Regarding the insurers’ unjust enrichment argument, the Eleventh Circuit questioned whether it failed at the outset because unjust enrichment is an equitable claim precluded by the existence of a written contract. Of course, there were written insurance policies here. Even on the merits, though, the Eleventh Circuit concluded that there is nothing unjust about requiring insurers to fulfill their contractual obligation to provide a defense until the district court ruled that there was no duty to defend.
Ultimately, on this matter of first impression, the Eleventh Circuit predicted that, “the Supreme Court of Georgia would not allow an insurer to recoup its expenses based on a reservation of rights without any contractual provision allowing for reimbursement.” The Eleventh Circuit also noted that it believed “this position comports with the national trend that disfavors recoupment in similar circumstances.” The Eleventh Circuit cited the following language from the Restatement of the Law of Liability Insurance as confirming the national trend disfavoring recoupment:
Over the past few decades, the pro-recoupment cases have been viewed as stating the majority position, while anti-recoupment cases have been labeled the minority. But in recent years, several state courts, including several state high courts, have faced recoupment of defense costs as an issue of first impression and have rejected a right of recoupment for the insurer, unless that right is established expressly by contract.

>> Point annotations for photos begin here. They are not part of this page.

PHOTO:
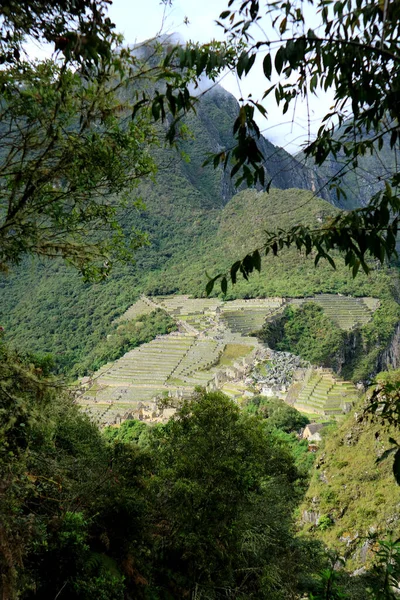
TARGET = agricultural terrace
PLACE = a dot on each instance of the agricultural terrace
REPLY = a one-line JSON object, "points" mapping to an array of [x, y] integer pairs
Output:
{"points": [[212, 349]]}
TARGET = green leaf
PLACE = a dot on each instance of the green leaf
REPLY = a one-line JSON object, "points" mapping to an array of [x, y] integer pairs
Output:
{"points": [[396, 466], [257, 260], [279, 59], [224, 285], [267, 66]]}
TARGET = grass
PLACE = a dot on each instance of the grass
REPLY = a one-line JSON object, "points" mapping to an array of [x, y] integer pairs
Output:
{"points": [[358, 494], [233, 352]]}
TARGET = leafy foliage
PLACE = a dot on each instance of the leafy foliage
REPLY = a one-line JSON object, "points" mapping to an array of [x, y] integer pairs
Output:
{"points": [[354, 51], [126, 336], [307, 332]]}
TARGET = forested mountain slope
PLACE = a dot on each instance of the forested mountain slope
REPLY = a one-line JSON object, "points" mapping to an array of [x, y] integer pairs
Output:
{"points": [[194, 224]]}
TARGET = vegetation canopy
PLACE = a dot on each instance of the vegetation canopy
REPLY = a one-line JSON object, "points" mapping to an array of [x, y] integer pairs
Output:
{"points": [[353, 50]]}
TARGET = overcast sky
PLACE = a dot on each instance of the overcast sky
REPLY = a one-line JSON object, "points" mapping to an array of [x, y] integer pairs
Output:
{"points": [[139, 21]]}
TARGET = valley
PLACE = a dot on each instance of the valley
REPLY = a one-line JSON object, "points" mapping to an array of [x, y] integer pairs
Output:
{"points": [[215, 347], [161, 439]]}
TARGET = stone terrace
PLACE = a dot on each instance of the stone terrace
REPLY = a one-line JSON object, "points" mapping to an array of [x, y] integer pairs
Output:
{"points": [[345, 311]]}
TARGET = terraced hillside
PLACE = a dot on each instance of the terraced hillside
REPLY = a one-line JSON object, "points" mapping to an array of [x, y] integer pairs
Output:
{"points": [[246, 316], [345, 311], [324, 393], [211, 349]]}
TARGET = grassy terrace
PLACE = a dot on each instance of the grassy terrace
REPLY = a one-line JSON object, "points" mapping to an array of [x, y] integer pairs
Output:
{"points": [[176, 363], [325, 393], [345, 311], [141, 307], [245, 316]]}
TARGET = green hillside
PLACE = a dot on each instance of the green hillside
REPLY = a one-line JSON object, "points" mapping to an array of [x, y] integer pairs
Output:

Restatement of the Law of Liability Insurance § 21, cmt. a (Am. L. Inst. 2019).
This issue is one that coverage counsel are monitoring nationwide because insurers are pushing to create this implicit phantom right to reimbursement. There is currently a case before Hawaii’s Supreme Court where the insurer is seeking to recoup defense costs based on similar arguments about reservation of rights letters and unjust enrichment. See St. Paul Fire & Marine Ins. Co., et al. v. Bodell Construction Co., et al., Case No. SCCQ-22-0000658 (Sup. Ct. Haw.).